Diana Gabaldon - OK, if you can ignore the real awful sex scenes (and they don't come up right away), then it is well worth reading. It's a series, too, but as time wears on, it becomes abundantly clear that the void she is trying to fullfill though writing really could be readily solved with a well-made dildo. Sorry. But the Scottish history described within is worth skipping a few pages here and there of "he reached out and grabbed my heaving right breast".
Elizabeth Scarborough - Very cool fun reading. Fantasy, of course. That is how I started, reading science fiction and fantasy.
Piers Anthony - He's written bloody boatloads of books. I'm not kidding, heaps. This doesn't mean you should read all of them. However, the series Incarnations of Immortality are completely worth it. The first book is On a Pale Horse, about Thanatos, the Incarnation of Death. Surprise! It is an office, not a person. You have the other incarnations as well - Time (Chronos), War (Aries or Mars), Fate (Atrpos, who cuts the threads, Lachises, who places the threads, and Clotho who spins and measures the threads for the Tapestry of Life), Nature (Gaea). The titles give away which character is featured - Bearing an Hourglass, With a Tangled Skein, Weilding a Red Sword, Being a Green Mother, For Love of Evil and the last book in the series, And Eternity. This illustrates a lot of interesting things, each Incarnations' struggle with their own baliwick, the struggle between Good (God) and Evil (Satan), God's indifference to everything. There are little bits of weirdness, as Piers Anthony is pretty weird, but the books are excellent.
John Grisham - what more need I say?
Dava Sobel - a new discovery. She wrote Longitude and Galileo's Daughter, but her best book to me is Planets, an incredible mix of knowledge and music and poetry:
"At totality, when the Moon is a pool of soot hiding the bright solar sphere, and the sky deepens to a crepescular blue, the Sun's magnificent corona, normally invisible, flashes into view.
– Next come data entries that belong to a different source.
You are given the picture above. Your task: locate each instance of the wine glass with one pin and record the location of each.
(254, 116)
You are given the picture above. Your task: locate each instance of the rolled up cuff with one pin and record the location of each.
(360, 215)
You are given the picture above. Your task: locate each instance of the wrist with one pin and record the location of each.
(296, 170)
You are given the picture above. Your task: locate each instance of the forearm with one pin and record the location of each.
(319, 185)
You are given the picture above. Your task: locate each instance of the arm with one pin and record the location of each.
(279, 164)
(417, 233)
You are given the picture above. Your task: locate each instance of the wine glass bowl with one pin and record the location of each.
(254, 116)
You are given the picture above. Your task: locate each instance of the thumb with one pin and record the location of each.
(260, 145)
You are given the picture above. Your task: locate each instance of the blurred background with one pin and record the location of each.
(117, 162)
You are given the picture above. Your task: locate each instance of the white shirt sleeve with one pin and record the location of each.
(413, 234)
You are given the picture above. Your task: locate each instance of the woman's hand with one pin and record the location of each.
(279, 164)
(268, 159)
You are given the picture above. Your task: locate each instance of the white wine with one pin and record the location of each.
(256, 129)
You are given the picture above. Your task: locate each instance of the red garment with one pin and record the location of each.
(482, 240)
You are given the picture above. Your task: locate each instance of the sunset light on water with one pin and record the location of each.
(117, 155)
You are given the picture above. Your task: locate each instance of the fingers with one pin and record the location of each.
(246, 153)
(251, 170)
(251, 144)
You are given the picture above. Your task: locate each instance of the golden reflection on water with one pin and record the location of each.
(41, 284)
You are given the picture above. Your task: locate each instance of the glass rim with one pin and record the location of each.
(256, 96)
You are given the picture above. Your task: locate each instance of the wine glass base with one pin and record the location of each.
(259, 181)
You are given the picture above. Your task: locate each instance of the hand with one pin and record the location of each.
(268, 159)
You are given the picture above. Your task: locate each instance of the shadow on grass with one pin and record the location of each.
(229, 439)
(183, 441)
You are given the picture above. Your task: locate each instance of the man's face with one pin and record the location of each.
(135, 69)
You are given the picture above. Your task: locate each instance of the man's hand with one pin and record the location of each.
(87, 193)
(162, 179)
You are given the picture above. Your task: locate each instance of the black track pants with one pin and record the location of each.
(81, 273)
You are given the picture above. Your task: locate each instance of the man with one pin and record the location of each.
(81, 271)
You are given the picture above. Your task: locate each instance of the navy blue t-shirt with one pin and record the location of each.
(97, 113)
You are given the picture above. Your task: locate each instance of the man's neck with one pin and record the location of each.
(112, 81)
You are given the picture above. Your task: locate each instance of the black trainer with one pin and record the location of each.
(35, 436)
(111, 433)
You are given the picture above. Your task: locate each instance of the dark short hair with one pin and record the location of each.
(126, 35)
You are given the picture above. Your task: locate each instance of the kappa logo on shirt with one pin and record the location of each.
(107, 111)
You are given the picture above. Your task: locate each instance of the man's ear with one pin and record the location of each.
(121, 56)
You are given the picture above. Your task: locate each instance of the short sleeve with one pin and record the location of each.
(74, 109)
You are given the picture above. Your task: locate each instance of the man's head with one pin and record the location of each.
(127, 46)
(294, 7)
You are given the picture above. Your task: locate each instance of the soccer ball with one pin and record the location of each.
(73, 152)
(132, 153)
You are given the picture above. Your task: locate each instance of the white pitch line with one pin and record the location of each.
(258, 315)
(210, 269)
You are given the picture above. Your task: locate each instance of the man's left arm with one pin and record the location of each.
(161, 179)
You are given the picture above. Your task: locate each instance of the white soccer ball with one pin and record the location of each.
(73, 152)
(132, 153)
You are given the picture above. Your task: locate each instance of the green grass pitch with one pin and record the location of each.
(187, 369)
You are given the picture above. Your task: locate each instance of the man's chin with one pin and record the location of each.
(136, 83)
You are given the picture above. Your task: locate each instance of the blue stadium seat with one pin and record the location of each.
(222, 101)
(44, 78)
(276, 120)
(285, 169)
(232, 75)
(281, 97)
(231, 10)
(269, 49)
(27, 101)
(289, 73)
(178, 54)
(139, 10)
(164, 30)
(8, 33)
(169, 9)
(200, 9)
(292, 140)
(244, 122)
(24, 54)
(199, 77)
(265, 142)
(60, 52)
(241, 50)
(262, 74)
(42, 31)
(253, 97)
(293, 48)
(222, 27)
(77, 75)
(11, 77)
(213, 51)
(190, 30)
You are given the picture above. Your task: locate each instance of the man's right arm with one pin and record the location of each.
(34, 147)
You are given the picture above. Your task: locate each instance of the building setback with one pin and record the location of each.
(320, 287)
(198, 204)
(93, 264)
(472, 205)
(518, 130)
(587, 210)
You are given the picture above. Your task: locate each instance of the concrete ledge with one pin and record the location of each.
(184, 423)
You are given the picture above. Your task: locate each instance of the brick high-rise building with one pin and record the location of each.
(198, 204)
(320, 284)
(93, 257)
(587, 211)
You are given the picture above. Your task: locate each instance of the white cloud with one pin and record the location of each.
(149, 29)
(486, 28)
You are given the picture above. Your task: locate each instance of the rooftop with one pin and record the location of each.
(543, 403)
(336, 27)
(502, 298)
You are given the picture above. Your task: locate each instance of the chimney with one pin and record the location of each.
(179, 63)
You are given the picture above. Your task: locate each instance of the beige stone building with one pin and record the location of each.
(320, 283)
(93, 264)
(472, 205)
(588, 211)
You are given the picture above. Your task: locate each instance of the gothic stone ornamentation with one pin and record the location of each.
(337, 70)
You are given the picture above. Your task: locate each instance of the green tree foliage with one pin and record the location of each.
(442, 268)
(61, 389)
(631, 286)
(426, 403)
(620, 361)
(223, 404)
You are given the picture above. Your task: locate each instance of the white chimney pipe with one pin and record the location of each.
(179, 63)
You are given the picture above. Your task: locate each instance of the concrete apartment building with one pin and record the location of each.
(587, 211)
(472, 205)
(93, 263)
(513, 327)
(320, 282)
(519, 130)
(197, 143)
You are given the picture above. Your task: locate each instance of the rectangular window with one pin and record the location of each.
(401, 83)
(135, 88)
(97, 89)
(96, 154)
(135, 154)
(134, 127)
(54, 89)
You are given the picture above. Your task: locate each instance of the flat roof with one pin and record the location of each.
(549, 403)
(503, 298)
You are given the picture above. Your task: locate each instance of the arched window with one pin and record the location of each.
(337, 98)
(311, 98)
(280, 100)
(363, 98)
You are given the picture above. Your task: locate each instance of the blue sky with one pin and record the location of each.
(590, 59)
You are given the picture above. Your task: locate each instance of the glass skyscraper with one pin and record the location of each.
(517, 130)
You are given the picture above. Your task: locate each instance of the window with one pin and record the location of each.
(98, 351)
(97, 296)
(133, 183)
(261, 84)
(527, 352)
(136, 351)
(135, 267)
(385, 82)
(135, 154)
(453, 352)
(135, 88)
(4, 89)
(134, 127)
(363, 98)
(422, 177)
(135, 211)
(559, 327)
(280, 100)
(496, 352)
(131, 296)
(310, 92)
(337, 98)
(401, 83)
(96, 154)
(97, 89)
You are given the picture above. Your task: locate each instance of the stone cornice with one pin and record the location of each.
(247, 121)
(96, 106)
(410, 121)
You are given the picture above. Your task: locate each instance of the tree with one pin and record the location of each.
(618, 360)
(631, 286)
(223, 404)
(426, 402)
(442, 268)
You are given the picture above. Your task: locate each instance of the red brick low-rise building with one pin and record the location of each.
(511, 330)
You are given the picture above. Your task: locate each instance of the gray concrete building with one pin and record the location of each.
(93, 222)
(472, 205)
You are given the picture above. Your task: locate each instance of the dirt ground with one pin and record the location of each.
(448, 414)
Pearla nd platinum-coloured streamers of coronal gas surrond the vanished Sun like a jagged halo. Long red ribbons of electrified hydrogen leap from behind the black Moon and dance in the shimmering corona. All these rare, incredible sights offer themselves to the naked eye, as totality provides the only safe time to gaze at the omnipotent Sun without fear of requital in blindness."
Tell me that is not incredibly visual!